The study report says that Chinese government-linked attackers possibly gained access to computer networks part of India’s power infrastructure. It also hints that based on technical clues, Indian power ministry officials were also on their radar.
The study shows that as the standoff continued in Ladakh, Chinese malware was flowing into the control systems that manage electric supply across India, along with a high-voltage transmission substation and a coal-fired power plant.
Recorded Future says the hackers activity was identified through a combination of large-scale automated network traffic analytics and expert analysis. Data sources include the Recorded Future Platform, SecurityTrails, Spur, Farsight, and common open-source tools and techniques. The firm has since notified the appropriate Indian government departments of the suspected intrusions to support incident response and remediation investigations within the impacted organizations.
Key findings
- Since early 2020, Recorded Future’s Insikt Group observed a large increase in suspected targeted intrusion activity against Indian organizations from Chinese state-sponsored groups.
- From mid-2020 onwards, Recorded Future’s midpoint collection revealed a steep rise in the use of infrastructure tracked as AXIOMATICASYMPTOTE, which encompasses ShadowPad command and control (C2) servers, to target a large swathe of India’s power sector.
- 10 distinct Indian power sector organizations, including 4 of the 5 Regional Load Despatch Centres (RLDC) responsible for operation of the power grid through balancing electricity supply and demand, have been identified as targets in a concerted campaign against India’s critical infrastructure. Other targets identified included 2 Indian seaports.
- Using a combination of proactive adversary infrastructure detections, domain analysis, and Recorded Future Network Traffic Analysis, we have determined that a subset of these AXIOMATICASYMPTOTE servers share some common infrastructure tactics, techniques, and procedures (TTPs) with several previously reported Chinese state-sponsored groups, including APT41 and Tonto Team.
- RedEcho has strong infrastructure and victimology overlaps with Chinese groups APT41/Barium and Tonto Team, while ShadowPad is used by at least 5 distinct Chinese groups.
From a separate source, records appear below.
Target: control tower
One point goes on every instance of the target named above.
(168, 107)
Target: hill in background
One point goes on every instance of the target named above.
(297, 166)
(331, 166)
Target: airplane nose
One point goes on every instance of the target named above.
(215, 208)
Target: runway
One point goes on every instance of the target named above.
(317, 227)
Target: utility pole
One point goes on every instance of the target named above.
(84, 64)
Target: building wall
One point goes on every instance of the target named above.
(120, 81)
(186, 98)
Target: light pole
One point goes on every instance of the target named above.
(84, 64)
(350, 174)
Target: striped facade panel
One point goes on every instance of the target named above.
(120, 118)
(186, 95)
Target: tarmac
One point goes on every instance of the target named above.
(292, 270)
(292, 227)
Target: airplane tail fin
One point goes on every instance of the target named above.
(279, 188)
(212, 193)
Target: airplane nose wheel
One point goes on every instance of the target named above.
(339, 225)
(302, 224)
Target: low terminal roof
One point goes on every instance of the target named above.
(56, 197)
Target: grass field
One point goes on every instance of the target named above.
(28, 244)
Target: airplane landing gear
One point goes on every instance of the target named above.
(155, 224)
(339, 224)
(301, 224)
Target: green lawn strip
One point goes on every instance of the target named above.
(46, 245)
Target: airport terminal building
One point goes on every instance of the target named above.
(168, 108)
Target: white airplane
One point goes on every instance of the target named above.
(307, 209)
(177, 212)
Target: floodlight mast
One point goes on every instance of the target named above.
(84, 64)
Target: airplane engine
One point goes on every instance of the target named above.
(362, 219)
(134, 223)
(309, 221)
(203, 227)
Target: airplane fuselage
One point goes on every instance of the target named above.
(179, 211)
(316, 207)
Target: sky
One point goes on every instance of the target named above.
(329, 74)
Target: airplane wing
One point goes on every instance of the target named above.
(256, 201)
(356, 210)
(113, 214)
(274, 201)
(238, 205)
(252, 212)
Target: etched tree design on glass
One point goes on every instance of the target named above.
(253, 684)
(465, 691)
- The high concentration of IPs resolving to Indian critical infrastructure entities communicating over several months with a distinct subset of AXIOMATICASYMPTOTE servers used by RedEcho indicate a targeted campaign.
- The targeting of Indian critical infrastructure was to showcase pre-positioning of Indian network access to support Chinese strategic objectives, rather than economic espionage.
- Pre-positioning on energy assets may support several potential outcomes, including geo-strategic signaling during heightened bilateral tensions, supporting influence operations, or as a precursor to kinetic escalation.
- Hours after the disclosure, the Union power ministry said it had received inputs from Indian agencies — first in November and then again in February this year — about the threat of infection from ShadowPad, prompting remedial measures.
- The ministry said no data breach or data loss has been detected due to these incidents.
- The ministry’s statement suggested that the attacks were not behind the October 12, 2020, power outage in Mumbai that had lasted up to 12 hours in some parts of India’s financial capital, bringing the city’s local trains to a halt and forcing the airport to switch to back-up supply.
- Maharashtra energy minister Nitin Raut on Monday said that he had expressed the possibility that a ‘sabotage’ was behind last October’s power outage in Mumbai.